Stuck Sliding Window

The resolution then is to add a timeout check, so we can catch when a message has overstayed. (And we know immigration authorities are really adept at this task). I’ll present two methods of timeout checks.

Attaching a Timeout to every message #

Each time a message is sent into the window, we start a timer process. If the message exits the window before that, we can cancel the timer. Realising this in Golang would be starting a goroutine (Go’s lightweight thread, much cheaper than an OS thread but not free) for each message’s timer, and then cancelling an associated context when the message exits. However, a large window would translate to a large number of active goroutines.

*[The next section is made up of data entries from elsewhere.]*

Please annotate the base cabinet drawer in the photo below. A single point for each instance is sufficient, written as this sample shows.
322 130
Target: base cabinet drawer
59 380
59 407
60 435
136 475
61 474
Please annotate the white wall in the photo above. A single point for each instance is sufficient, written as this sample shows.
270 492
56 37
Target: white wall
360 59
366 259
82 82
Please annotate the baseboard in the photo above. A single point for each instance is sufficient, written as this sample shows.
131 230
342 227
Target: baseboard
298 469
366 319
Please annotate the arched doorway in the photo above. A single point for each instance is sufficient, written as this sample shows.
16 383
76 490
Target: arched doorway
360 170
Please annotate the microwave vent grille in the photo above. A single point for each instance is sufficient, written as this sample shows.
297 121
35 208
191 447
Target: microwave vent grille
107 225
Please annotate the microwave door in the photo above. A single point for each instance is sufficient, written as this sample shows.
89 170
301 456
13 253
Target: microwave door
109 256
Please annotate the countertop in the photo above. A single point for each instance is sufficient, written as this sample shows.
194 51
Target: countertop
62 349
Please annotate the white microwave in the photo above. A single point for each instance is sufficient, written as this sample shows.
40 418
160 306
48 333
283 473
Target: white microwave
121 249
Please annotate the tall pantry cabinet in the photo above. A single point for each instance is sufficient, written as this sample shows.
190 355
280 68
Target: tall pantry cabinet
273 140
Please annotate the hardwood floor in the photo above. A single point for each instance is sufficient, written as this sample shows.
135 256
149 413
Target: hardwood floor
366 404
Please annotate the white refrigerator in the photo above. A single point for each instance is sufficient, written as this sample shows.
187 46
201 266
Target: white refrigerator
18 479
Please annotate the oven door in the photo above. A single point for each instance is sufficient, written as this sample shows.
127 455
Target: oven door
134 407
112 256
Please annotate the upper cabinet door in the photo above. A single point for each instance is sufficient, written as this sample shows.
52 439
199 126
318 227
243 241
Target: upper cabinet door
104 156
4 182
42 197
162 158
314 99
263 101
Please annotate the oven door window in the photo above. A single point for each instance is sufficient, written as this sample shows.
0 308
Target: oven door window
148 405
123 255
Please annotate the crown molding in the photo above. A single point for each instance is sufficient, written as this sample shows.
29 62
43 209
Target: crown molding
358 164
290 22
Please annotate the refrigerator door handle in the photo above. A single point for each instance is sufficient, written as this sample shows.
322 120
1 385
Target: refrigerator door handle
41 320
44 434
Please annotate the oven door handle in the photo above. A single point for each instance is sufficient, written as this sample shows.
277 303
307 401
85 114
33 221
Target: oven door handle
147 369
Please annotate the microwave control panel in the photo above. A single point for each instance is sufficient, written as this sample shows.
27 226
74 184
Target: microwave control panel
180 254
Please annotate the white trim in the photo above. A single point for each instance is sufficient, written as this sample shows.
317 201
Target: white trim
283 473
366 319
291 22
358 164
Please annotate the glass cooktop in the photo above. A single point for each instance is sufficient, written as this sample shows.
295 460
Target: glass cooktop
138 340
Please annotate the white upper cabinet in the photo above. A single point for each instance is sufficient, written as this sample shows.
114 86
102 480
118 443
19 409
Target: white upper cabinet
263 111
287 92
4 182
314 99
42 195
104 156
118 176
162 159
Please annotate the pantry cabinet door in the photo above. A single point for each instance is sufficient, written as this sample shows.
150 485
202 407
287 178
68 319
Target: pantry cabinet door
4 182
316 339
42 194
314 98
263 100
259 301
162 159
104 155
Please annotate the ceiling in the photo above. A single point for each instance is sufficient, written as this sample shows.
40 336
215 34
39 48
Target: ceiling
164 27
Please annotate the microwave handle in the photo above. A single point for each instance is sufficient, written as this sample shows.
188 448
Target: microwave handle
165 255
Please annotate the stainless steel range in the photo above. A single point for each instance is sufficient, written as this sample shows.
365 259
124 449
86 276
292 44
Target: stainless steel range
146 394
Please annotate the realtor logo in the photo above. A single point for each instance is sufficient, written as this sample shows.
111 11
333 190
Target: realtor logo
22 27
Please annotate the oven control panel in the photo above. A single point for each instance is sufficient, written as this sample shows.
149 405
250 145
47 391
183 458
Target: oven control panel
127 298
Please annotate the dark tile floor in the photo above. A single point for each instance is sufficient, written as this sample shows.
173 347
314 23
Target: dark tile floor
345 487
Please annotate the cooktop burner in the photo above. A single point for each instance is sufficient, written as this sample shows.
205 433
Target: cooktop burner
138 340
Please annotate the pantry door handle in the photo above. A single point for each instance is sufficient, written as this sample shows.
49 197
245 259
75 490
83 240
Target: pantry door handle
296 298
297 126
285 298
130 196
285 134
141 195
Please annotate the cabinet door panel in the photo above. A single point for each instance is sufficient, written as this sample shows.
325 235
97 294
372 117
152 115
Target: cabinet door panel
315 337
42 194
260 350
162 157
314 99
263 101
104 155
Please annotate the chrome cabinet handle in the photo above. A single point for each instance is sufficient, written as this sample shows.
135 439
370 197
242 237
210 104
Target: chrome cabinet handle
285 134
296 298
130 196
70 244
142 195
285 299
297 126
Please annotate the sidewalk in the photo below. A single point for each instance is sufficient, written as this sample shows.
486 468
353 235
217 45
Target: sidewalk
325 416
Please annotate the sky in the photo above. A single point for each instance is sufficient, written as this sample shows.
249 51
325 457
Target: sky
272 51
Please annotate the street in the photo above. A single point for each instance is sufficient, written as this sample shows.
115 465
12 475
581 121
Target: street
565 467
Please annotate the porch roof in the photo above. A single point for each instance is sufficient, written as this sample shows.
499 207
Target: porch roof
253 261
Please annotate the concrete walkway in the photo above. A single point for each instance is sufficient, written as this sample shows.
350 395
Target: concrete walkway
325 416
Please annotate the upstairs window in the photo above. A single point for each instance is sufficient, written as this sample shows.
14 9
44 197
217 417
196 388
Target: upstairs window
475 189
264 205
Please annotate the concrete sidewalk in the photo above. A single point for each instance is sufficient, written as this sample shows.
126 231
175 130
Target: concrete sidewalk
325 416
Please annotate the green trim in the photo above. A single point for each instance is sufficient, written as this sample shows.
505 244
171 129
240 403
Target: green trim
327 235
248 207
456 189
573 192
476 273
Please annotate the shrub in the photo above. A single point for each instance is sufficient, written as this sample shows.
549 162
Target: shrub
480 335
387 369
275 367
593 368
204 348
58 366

A single Timeout for the whole window #

The alternative is to start one ticker that runs, and check the age of the oldest message at regular intervals (e.g. every 10 seconds). However, this means that the longest amount of time a message can be stuck is approximately 2x, where x is the monitoring interval. This could be bad for services that require responsiveness in reporting faults.

Remarks #

The problem is that programming solutions are only optimised if you understand your operational context. For instance, if you have multiple messages that repeatedly flow through the window, then the latter method would be better due to the high costs of starting multiple goroutines. However, if you have sparse message flow that is very important (e.g. in a monitoring system reporting fatal problems), then the former method would be better.